Posted on • Originally published at emmas.site on

Using SSH tunnels to deploy your site

Note: Updated on 2019-09-09

Running a local service on the open Internet is still a thing, even in the age of the Cloud.

For instance, I have a local set of dashboards using Corsica that I’d like to have access to from the road. You may want to show a client work in progress without having to bother with deploying to an external host. You may want to connect to a security camera you run attached to a Raspberry Pi. Or run a web application on a non-privileged port.

For a long time, the way to do that would had been to set up port-forwarding on your router and use a personal DNS service. Port-forwarding requires router configuration, and limits you to exposing one service to the web, and your ISP most likely blocks ports 80 and 443.

With an SSH tunnel, you can expose your service to the internet without the hassle of router configuration:

ssh -R 80:localhost:8080 external.example.com

Your service at localhost:8080 would be on the web at http://external.example.com.

The host external.example.com needs to be reachable from the public internet.

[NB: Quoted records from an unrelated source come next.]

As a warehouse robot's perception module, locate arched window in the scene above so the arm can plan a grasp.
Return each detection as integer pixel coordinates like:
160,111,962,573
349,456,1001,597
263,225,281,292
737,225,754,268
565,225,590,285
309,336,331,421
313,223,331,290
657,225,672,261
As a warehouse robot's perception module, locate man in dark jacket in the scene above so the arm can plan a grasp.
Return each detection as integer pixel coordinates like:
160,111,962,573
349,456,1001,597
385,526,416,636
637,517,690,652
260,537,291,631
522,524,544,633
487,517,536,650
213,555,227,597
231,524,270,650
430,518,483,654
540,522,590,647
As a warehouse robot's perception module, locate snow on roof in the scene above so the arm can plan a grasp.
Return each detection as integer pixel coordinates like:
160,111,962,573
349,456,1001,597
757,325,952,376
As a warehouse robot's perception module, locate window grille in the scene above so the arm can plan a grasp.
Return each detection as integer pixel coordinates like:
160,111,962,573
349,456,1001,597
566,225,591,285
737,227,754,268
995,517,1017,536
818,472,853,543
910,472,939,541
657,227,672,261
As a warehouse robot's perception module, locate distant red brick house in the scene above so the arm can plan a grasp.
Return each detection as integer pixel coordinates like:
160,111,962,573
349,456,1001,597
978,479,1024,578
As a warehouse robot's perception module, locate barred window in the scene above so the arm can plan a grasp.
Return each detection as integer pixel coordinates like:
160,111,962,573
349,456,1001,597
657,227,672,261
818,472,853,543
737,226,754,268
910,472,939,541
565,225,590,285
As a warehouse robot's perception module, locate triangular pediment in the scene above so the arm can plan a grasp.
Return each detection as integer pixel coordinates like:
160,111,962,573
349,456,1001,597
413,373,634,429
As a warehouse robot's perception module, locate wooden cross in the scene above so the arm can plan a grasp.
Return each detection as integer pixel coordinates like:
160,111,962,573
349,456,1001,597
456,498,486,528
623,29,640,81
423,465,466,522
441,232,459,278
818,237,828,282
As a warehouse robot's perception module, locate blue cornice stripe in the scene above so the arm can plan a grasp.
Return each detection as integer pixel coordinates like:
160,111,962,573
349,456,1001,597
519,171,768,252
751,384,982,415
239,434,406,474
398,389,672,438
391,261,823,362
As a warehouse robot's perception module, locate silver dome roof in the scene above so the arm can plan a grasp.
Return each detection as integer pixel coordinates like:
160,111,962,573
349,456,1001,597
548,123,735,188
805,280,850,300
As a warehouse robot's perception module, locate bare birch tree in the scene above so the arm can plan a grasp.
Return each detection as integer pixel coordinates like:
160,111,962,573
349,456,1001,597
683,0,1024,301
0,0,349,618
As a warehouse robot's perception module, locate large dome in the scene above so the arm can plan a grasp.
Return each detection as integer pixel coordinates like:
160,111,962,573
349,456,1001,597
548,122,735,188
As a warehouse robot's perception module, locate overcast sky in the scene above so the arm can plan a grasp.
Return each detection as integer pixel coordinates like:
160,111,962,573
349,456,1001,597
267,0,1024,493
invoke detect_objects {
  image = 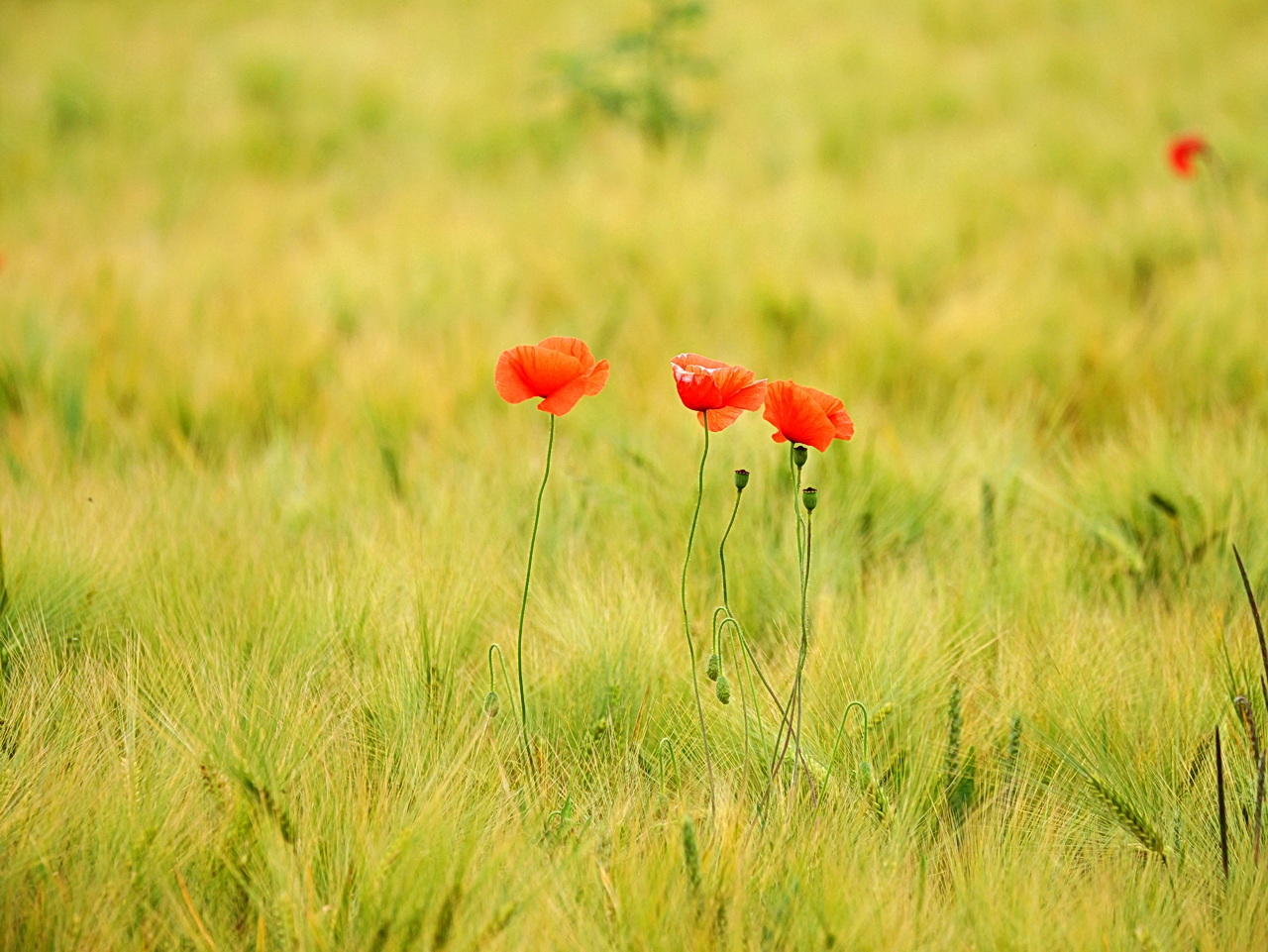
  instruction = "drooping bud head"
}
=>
[715,675,730,703]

You could host your endpoint yourself in the Cloud, but endpoints for SSH tunnels are available as a service from several providers.

Here’s my notes on two services I’ve tried.

Pagekite

Pagekite is a paid service. The company calls the tunnels ‘kites’ and meters bandwidth used by them.

To use it, you install their script, or a package and run:

pagekite.py 8080 yourname.pagekite.me

And your service will be available at https://yourname.pagekite.me.

If you don’t have an account, the script will prompt you to set up an account. Pagekite takes care of monitoring the tunnel for you. They provide documentation for starting up the service at boot using rc scripts. Again, you have to start your service before you start the tunnel.

If you only want to host a set of static files:

pagekite.py /path/to/folder yourname.pagekite.me

They provide built-in defenses for so-called ‘drive-by’ attacks, by blocking requests to /wp-admin/ and similar paths by default. You can also add passwords, or restrict access by IP address (useful for the IoT camera example.)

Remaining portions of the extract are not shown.